Actually yes, I have misread layerm for layer, my bad. However there is a different problem with w = layerm(wlayer, w), pressing w emites w down and immediately w up, before actually releasing the key - in other words holding it is not possible.

Use case here is an Unreal Engine PixelStreaming application. A "thin" client with a browser (Chrome in this case due to better WebRTC support) is used to connect to the application and remote access/control it. Chrome has some hardcoded keybinds like ctrl+w which closes tabs and that keybind specifically is something you might often see being pressed in a game-like application. Blocking ctrl+w is not really special, but we found another problem, in that holding down w and then pressing ctrl also activates the same keybind in Chrome. That is why we want to block in such a way. keyd seemed like it would be able to handle that due to the low-level it operates at.

jonpas avatar Apr 14 '23 13:04 jonpas

Ah, got it. Yes, in a macro, the down and up events are generated immediately. In most situations, this makes sense (it is a macro, after all --- not necessarily limited to a single keypress).

It's not possible right now to have the final key in a macro be held until key release. That would be a (separate) feature request. It might be niche[^1], but it sounds like a good idea to me anyway, because it's less surprising even out of context.

That said, I'm not the developer, so there might be some subtleties that I'm overlooking --- maybe @rvaiya has time to respond later?

In the meantime, if it's urgent, I don't know of any other software remapping tools that do support this use case. You could check out kmonad, kanata, ktrl, or hawck.

[^1]: Maybe not that niche --- any game-ish context where layerm and friends are used on letter keys?

nsbgn avatar Apr 14 '23 15:04 nsbgn

None of the alternatives seem to support that. For this one we'll just have to live with it, but it would be nice to see this supported in the future, especially as no other similar project supports it either.

Thanks for the answers!

jonpas avatar Apr 14 '23 16:04 jonpas

It is always interesting to discover such novel use cases :P.
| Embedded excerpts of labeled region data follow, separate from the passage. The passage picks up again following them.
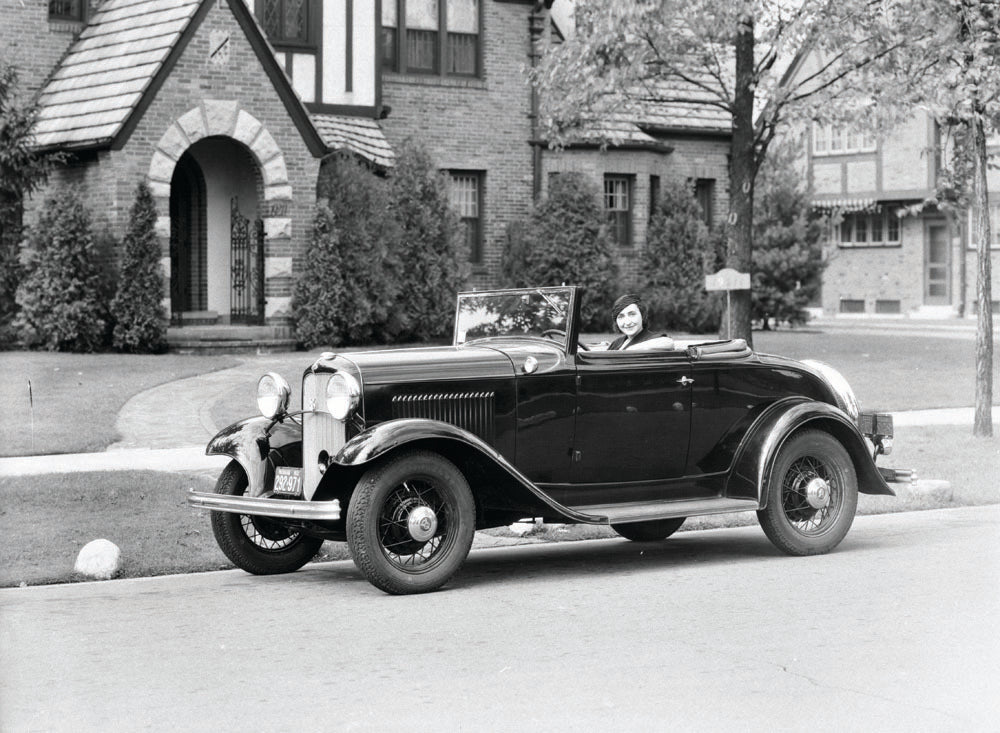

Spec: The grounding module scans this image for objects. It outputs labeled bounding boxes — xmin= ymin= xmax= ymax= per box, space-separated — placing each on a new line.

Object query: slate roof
xmin=35 ymin=0 xmax=201 ymax=148
xmin=312 ymin=113 xmax=396 ymax=168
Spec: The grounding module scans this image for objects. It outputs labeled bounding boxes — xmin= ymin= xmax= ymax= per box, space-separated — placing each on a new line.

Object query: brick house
xmin=806 ymin=111 xmax=1000 ymax=317
xmin=0 ymin=0 xmax=729 ymax=338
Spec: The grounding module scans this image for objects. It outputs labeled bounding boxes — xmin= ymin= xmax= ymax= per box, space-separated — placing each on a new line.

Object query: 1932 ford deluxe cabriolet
xmin=188 ymin=287 xmax=909 ymax=593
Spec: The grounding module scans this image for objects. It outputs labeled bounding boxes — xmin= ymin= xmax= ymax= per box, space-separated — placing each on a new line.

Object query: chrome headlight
xmin=326 ymin=372 xmax=361 ymax=420
xmin=257 ymin=372 xmax=292 ymax=417
xmin=802 ymin=359 xmax=861 ymax=422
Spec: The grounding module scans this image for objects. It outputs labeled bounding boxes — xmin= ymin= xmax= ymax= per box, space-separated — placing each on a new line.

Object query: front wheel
xmin=347 ymin=451 xmax=476 ymax=595
xmin=212 ymin=461 xmax=323 ymax=575
xmin=757 ymin=430 xmax=858 ymax=555
xmin=611 ymin=517 xmax=685 ymax=542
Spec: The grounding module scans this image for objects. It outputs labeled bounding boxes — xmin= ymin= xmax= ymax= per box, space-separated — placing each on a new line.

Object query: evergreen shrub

It's not possible right now to have the final key in a macro be held until key release. That would be a (separate) feature request. It might be niche1, but it sounds like a good idea to me anyway, because it's less surprising even out of context.

The main problem I see with this is that, aside from the present case, it is almost never desirable to want a key depressed while a layer is active. layerm(layer, x), should read like type x, and then activate layer. Keeping x depressed for the duration of the layer activation is probably not what the user wants to do in the majority of cases:

E.G

capslock = layerm(nav, x)

[nav]

h = C-left
l = C-right
# etc...

would cause capslock+h to produce <x> <C-x-left>, instead of <x> <C-left>. The only case in which this might make sense is in the case of modifier keys like shift, in which case a modified layer (e.g nav:S) is the appropriate choice.

rvaiya avatar Apr 25 '23 06:04 rvaiya

Ah, that's a good point. I was under the impression that a modifier (like a layer) never gets interpreted as retroactively applying to earlier keydown events (even if they're held), but quickly testing that assertion shows that's application-dependent.

More importantly, I forgot about key repeats. You don't want your nav layer to go all xxxxxxx... until the first keypress in that layer.